El Reflejo Materializado de Cacamatzin
Eleven 8x10 gelatin silver hand prints.
The city, before existing as a physical space, exists as a desire. City models are first born as ideas which are imagined, over time urban reality becomes a reflection of such imaginary, or on the contrary, a confrontation; something which distances itself not recognising footsteps nor desires. Mexico City represents in an exemplary way such opposition between the nostalgia of the past, existing reality, and the possibilities of a future.

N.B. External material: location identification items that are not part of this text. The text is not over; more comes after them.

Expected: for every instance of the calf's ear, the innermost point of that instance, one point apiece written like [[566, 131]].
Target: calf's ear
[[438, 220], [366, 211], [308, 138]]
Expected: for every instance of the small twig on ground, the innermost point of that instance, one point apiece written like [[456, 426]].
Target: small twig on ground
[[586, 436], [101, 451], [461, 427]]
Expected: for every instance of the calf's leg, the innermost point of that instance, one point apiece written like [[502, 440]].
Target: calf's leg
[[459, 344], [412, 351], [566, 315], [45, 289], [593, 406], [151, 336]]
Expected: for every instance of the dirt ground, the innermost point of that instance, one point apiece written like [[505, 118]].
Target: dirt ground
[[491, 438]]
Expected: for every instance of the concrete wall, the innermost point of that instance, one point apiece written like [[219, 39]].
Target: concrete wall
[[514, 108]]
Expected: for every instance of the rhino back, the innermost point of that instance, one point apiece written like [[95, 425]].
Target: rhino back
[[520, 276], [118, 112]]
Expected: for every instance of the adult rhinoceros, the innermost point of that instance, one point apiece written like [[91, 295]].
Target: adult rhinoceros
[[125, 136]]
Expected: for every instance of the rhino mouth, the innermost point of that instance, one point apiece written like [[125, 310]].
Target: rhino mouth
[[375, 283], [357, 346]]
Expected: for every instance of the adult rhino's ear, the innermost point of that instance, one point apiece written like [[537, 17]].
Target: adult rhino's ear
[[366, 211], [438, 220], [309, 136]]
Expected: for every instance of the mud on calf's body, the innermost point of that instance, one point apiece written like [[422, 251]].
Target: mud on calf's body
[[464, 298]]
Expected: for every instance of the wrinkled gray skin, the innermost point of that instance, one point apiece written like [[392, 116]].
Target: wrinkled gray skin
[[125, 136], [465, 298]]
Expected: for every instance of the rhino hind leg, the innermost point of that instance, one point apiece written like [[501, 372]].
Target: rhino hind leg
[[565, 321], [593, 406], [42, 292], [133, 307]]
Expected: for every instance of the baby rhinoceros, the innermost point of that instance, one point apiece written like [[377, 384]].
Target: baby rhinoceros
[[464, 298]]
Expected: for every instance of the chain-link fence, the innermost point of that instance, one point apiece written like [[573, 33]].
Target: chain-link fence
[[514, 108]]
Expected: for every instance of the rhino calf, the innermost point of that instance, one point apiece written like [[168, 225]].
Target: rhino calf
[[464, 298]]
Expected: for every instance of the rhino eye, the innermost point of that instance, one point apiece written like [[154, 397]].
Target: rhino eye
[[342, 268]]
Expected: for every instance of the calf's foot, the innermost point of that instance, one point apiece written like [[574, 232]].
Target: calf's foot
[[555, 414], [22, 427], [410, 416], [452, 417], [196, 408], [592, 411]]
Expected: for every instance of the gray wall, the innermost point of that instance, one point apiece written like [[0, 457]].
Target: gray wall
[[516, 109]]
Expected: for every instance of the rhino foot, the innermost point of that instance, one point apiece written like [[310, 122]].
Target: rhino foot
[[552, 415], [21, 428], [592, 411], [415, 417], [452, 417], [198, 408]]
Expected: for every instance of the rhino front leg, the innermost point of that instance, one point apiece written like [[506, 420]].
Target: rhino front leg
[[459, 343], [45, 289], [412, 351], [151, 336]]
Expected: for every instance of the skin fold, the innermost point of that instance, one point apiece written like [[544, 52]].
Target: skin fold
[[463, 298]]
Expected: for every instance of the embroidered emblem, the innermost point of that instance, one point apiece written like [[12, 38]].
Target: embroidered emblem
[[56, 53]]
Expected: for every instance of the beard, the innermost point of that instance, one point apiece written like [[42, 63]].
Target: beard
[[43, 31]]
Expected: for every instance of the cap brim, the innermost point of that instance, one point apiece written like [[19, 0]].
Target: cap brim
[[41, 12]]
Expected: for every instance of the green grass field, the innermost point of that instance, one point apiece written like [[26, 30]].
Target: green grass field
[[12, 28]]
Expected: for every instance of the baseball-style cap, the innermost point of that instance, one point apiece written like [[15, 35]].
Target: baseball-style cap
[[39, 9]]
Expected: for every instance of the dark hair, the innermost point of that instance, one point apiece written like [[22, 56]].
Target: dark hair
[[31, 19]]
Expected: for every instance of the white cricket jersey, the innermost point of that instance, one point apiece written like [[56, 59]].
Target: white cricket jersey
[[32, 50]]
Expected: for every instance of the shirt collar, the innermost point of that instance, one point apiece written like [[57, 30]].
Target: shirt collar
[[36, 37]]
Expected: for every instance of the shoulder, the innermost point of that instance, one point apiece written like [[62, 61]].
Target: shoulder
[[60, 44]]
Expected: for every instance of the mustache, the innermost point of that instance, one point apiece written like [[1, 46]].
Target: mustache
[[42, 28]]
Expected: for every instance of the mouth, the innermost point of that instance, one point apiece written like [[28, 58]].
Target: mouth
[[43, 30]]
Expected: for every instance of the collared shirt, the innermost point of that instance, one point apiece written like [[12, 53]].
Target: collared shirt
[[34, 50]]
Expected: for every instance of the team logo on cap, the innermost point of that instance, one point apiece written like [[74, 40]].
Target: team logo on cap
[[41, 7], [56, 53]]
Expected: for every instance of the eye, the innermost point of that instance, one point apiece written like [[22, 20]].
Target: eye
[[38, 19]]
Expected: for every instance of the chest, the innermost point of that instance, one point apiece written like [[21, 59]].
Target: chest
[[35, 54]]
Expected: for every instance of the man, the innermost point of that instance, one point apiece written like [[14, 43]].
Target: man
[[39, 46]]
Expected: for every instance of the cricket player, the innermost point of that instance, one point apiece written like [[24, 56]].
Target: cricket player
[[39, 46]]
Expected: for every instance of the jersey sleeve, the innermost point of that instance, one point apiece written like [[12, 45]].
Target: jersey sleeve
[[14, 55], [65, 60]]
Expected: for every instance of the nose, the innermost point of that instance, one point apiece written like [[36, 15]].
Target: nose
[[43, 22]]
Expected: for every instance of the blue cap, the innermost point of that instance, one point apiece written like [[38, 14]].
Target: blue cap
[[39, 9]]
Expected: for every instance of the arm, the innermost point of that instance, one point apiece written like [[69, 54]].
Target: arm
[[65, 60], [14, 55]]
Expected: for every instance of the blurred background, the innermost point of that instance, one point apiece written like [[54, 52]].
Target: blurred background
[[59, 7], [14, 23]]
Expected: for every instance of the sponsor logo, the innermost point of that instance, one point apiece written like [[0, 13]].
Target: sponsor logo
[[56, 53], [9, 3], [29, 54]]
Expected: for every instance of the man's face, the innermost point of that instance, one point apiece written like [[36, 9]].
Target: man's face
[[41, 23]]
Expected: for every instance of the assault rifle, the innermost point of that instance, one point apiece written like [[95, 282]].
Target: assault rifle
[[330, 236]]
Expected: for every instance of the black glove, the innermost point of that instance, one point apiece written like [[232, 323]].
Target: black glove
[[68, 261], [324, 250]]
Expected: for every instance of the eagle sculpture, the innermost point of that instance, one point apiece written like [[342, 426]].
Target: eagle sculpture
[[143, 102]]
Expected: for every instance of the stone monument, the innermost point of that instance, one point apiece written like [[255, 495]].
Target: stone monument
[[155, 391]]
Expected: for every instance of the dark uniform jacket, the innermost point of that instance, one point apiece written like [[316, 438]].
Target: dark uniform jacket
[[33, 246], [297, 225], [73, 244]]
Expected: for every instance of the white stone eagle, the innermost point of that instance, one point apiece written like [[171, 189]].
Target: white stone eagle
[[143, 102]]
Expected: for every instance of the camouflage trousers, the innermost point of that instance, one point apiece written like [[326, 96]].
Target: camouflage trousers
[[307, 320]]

It is a city constructed in layers: The great Tenochtitlán, funded by the indigenous mexicans on a lake; the colonial capital of the New Spain built on top of the aztec temples; the baroque city built over the nouveau-spanish palaces; independent Mexico of the XIX century built over the neoclassical legacy; the modern city of the XX century erected exnovo as if painted on a blank canvas, and the urban chaos of the XXI century extending over rivers and forests. In less than fifty years Mexico City went from having two million inhabitants to nearly twenty million. A territory in which lakes have been left to dry and ninety percent of rain water is wasted to the gutter rather than being productively used. A city that lost its original equilibrium since the conquest by spaniards bypassing its geographical and cultural reality. The zone that best represents such situation is the old Texcoco lake, remaining an almost intact place in the middle of the city. It represents its origin, a collective memory, but also a potential better future. It is the place capable of restoring contact with its natural condition. Two proposals of great impact were laid out around the time these photographs were taken: A return to the lake city, consisting on a carefully studied system proposing to rescue the lake ( three times the size of Acapulco bay), or building the largest international airport in America. This space represents the last urban void offering the possibility to re-invent the city, to make it a dream or a nightmare.
Fernanda Canales. Mexico City 2017.
*Cacamatzin, was the Tatloani ( king) of Texcoco. He was also a poet.